Aku merasakan sesuatu yang besar terjadi. Allah yang begitu besar, Maha segalanya, datang dalam rupa tubuh dan darah Kristus, bersama-sama dengan umatnya yang pernuh dosa, menanggalkan segala ke Maha-annya, berjalan bersama mengelilingi kota, dan mendoakan umatNya. Dan para pengikutnya yang setia, dari berbagai organisasi dan posisi, dari berbagai latar belakang ekonomi, menyembah dia tidak perduli di jalan maupun di taman, sungguh membuat aku terharu dan berkata “siapakah aku ini Tuhan?”
Tanpa mengurangi sedikitpun essensi dari misa, dengan bendera-bendera yang melambangkan kesungguhan dan kebanggan, mempersembahkan semua untuk Tuhan, mengiringnya ke sudut-sudut kota. Aku trenyuh. Yang lebih membuatku tersentuh adalah toleransi umat bergaman di Jerman, memang mayoritas dari mereka adalah katolik, namun tidak sedikit umat beragama lain yang tidak protes dan menghormati tata prosesi terjadi di jalan, pada saat monstran dan romo lewat mereka menundukkan kepala, dan tidak protes karena harus berhenti sampai prosesi lewat dari jalan tersebut. Dengan nyanyi-nyanyian dan alunan drum band yang merdu kami mengantar Kristus berjalan ke seluruh kota, menghampiri hati umanya. Sungguh indah.
Setelah prosesi misa, kami ber 5, dan Johann mentor kami, pergi ke Chimsee lake, dimana kami bisa bersantai dan menikmati matahari untuk pertama kalinya dengan berenang. Kami sudah mempersiapkan segalanya dari rumah. Setelah kami sampai, ternyata banyak orang disana, untungnya kami masih mendapatkan teman yang strategis di rumput, dibawah pohon rindang dekat danau. Kami mulai outing kami dengan doa bersama, suatu hal yang berbda dimana kami tidak malu menjadi orang katolik yang “taat” meskipun aku yakin banyak orang katolik yang ada di samping kami saat itu, tapi mungkin mereka tidak memulai segala kegiatan dengan doa. Beberapa orang yang berjemur melihat kami, dan kami tidak canggung untuk menunjukkan bahwa kami anak muda katolik dan berdoa.

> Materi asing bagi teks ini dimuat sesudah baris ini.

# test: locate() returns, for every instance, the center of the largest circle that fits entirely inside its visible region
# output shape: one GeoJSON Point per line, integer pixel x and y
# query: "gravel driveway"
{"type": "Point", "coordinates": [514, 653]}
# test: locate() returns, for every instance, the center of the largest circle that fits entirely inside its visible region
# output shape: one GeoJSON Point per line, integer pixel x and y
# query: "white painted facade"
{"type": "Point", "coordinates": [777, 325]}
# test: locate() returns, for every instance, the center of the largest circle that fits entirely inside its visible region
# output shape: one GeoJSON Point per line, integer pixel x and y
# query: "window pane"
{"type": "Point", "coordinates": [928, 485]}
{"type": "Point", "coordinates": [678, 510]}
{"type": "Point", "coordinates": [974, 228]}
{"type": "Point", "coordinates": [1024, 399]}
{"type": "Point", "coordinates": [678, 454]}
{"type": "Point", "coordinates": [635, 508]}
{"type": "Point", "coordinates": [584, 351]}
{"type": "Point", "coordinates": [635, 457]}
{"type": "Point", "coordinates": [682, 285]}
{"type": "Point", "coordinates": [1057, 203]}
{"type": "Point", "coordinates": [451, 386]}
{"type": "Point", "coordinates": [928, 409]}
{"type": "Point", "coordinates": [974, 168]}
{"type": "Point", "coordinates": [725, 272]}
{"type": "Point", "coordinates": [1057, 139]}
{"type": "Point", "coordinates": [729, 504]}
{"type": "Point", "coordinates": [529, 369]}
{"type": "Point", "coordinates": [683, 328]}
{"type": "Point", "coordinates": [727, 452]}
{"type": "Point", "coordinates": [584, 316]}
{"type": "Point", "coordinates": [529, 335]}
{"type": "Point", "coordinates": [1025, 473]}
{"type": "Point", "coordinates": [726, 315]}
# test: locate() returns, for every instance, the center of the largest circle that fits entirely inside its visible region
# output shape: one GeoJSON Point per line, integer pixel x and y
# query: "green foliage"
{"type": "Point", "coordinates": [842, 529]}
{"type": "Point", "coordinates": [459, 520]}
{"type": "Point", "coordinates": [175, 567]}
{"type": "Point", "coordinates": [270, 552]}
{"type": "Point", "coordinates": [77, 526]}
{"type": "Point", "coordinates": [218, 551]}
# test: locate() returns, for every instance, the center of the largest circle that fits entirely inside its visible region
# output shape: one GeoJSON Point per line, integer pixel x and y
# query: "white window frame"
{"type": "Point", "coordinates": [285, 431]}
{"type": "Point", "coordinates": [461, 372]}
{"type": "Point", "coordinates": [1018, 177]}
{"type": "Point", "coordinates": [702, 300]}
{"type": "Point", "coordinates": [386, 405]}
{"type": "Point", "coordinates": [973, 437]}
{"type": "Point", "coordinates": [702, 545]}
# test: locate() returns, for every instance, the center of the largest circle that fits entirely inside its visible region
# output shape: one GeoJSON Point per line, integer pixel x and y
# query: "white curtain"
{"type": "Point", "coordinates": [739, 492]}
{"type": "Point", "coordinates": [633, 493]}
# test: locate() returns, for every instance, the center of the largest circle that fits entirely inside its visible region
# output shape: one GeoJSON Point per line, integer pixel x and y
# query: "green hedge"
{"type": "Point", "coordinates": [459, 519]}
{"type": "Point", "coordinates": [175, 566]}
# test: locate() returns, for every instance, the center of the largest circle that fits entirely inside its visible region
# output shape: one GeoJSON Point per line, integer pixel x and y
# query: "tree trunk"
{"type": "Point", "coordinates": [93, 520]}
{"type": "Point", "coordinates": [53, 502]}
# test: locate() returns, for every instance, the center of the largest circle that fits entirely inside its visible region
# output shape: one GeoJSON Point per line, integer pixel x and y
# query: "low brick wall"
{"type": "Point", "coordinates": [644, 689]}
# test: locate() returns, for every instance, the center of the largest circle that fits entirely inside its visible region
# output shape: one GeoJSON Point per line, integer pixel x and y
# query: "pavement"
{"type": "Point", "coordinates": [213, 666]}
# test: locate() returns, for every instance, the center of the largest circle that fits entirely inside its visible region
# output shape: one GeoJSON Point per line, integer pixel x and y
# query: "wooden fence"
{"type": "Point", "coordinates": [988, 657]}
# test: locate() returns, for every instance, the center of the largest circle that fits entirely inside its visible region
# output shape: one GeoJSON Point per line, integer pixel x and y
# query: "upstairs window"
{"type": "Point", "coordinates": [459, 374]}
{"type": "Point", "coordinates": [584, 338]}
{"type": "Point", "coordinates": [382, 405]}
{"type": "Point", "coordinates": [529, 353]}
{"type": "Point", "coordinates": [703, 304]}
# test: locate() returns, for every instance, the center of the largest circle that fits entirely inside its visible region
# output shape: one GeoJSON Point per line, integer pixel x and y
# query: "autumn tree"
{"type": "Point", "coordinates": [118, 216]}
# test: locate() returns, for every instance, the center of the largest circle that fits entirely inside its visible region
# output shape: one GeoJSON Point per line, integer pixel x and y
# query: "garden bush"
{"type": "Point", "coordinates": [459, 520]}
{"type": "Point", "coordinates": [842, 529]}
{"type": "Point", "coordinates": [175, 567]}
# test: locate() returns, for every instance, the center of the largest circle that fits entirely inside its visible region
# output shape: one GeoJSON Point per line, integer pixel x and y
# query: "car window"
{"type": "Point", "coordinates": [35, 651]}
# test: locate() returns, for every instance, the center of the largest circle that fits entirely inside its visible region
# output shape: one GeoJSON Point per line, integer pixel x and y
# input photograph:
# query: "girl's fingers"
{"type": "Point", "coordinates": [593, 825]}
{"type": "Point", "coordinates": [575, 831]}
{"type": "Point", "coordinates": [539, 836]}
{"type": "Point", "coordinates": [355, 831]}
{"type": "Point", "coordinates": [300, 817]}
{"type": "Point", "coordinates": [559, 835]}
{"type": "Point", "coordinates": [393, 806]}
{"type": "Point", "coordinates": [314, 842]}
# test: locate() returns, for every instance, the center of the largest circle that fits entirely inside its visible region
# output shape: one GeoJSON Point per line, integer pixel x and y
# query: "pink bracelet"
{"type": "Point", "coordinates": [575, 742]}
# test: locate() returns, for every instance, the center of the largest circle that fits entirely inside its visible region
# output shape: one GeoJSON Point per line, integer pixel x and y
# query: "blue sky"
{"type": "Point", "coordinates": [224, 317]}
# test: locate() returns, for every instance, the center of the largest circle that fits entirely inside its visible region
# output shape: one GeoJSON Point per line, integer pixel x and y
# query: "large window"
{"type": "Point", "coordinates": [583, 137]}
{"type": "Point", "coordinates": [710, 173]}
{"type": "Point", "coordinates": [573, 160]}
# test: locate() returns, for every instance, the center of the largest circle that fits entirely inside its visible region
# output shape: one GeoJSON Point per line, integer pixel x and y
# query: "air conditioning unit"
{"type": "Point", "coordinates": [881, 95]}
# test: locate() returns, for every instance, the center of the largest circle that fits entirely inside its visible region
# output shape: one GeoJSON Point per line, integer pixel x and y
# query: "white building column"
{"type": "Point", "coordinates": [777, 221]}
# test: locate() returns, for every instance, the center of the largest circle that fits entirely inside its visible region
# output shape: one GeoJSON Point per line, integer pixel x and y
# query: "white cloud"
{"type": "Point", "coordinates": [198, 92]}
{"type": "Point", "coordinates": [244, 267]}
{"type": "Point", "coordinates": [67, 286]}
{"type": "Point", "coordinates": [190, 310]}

Sore ini merupakan suatu pengalaman yang luar biasa dalam hidupku, mungkin berenang di danau bukan pertama kali dalam hidupku, namun berenang tanpa batas, dan menghayati ke agungan Tuhan di tengah danau Chimsee, sambil melihat angkasa biru, luas, lepas.. ini baru pertama kalinya. Aku merasa Tuhan selalu memberikan aku kebesan seluas danau ini, dan punya free will untuk berlaku sesukaku, semauku, kemana hidup ingin kubawa. Sungguh indah, sungguh jernih, sungguh mengagumkan Tuhan kita. Saat aku mengalami hal indah bersama Tuhan seperti ini . Aku selalu berkata dalam hati “ Bapa, jika suatu saat aku engkau perbolehkan aku untuk mengalami hal sulit dalam hidupku, aku akan selalu ingat saat ini, dimana Engkau telah memberikan hal-hal yang indah dan mengaggumkan dalam hidupku, dan kehadiranMu yang sangat dekat denganku. maka aku tidak akan mengeluh”.